Bottom-up social entrepreneurship is the way forward

Covai Post Network

Do you have a rock solid idea and want to use it to make a difference in people’s lives?

Then you have a business in hand, says Ramesh Jude Thomas, president and chief knowledge officer of Equitor Consulting, a management consultancy that provides transaction and transformation support. It enables dramatic changes in the value of capital, through a thorough understanding and assessment of the true assets of any organization.

The new-age entrepreneur finds his idea in a social issue, works out a solution and converts it into a multi-billion dollar business, says Jude Thomas.

Social change is the nature this class of entrepreneurship, and it is inevitable, says Jude Thomas, who generated the brand valuation concept which is used as a strategic business tool to Indian industry.

“When you can make a difference and get a fair return on it, then why not,” he said during a talk at the GRD School of Commerce and International Business.

Doing good brings no money is a thing of the past, he said.

They now complement each other, hardly contradict.

Some of the big dreams, said Jude Thomas, that translated into making a difference are Bengaluru-based Akshaya Patra, a mid-day meal scheme that has touched its one billionth meal.

A shining example is Airbnb (airbed and breakfast), an online marketplace that enables people to list, find, then rent vacation homes for a processing fee.

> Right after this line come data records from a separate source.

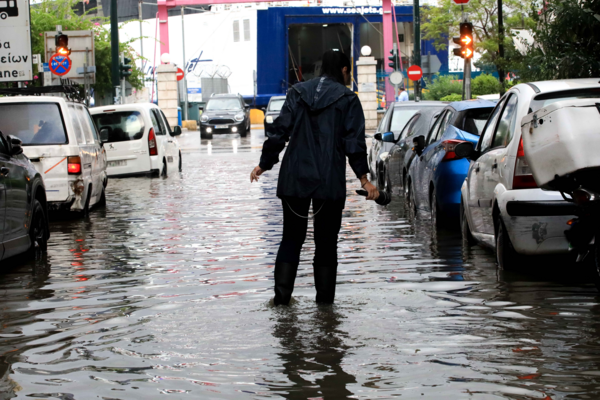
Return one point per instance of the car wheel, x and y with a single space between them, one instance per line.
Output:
38 231
464 227
506 256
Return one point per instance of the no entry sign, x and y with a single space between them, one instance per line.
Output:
180 74
415 73
60 65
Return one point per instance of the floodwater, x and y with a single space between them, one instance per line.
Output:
165 293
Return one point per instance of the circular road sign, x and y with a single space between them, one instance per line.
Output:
415 73
180 74
396 78
60 65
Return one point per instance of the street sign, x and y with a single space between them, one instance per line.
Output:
180 74
15 49
60 65
396 78
415 73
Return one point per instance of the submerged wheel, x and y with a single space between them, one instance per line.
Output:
38 231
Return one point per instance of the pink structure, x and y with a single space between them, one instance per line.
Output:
163 17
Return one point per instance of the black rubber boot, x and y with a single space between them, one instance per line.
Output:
325 280
285 275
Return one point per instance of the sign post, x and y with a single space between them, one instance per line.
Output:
15 47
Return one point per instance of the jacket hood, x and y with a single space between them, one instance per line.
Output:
319 93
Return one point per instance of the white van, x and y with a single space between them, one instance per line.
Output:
60 139
138 140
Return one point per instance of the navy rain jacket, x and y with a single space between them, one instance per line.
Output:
324 123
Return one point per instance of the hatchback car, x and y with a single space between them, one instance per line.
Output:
272 111
225 113
138 140
502 207
61 140
436 173
23 206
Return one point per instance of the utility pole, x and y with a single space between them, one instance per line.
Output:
417 43
184 66
114 45
501 71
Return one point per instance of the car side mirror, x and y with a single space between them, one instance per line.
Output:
15 145
104 132
465 150
419 144
388 137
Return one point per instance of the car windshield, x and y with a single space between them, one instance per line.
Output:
475 120
122 126
276 105
401 116
546 99
33 123
223 104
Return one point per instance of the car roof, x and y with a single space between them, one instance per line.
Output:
471 104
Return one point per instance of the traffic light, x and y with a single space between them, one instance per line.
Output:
395 60
61 42
125 68
465 41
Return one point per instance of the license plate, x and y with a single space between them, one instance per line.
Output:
118 163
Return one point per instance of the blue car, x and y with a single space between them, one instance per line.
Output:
437 174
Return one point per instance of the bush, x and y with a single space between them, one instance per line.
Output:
485 84
442 86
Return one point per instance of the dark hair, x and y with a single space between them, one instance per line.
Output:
333 62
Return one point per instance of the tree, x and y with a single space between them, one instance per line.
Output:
567 41
46 15
443 21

They accommodated guests in their spare rooms on air mattresses and provided then homemade breakfast.

Social entrepreneurship in India was born out of an attitudinal shift from scarcity to abundance, he said.

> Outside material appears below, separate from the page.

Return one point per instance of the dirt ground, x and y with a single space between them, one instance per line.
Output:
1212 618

“The scarcity mentality was embedded in the previous generations as against today’s abundance outlook,” Jude Thomas explained.

This mindset has boded well for the present generation as they are “taking money for granted” and didn’t treat it as an impetus to business.

The new-age entrepreneurship is rooted to a social structure and has started taking the business world by storm with a bottom up approach.

Some of the most successful business ideas are found at the bottom of the pyramid – which belongs to the disadvantaged in the society.

Chic shampoo sachet is an idea gathered from the bottom of the pyramid and helped the daily wage earner to not just keep a clean head but also “to pay as he earns”.

A man at the bottom of the pyramid could enjoy the product as he could afford it in small quantities, with the returns not anything less for the business.

Who will fund these ideas?

Private equities, says Jude Thomas.

“Today, capital is chasing new ideas.”

The scenario is a far cry from going to banks with a begging bowl and parcels of documents that serve as security against the loan you may get, he said.

“If you have a business idea you believe in, structure it and pitch it to a potential investor.”

And why would a high net worth individual be interested in a bizarre start-up idea and relatively small change he could make from your business?

“They are excited about the breezy change the ‘bizarre’ venture is bringing to their boring multi-billion dollar business.”

Young entrepreneurs have a new environment to play in order to make a difference, and money in the bargain, and who anyway wants to be burdened with bosses, bonus and salaries.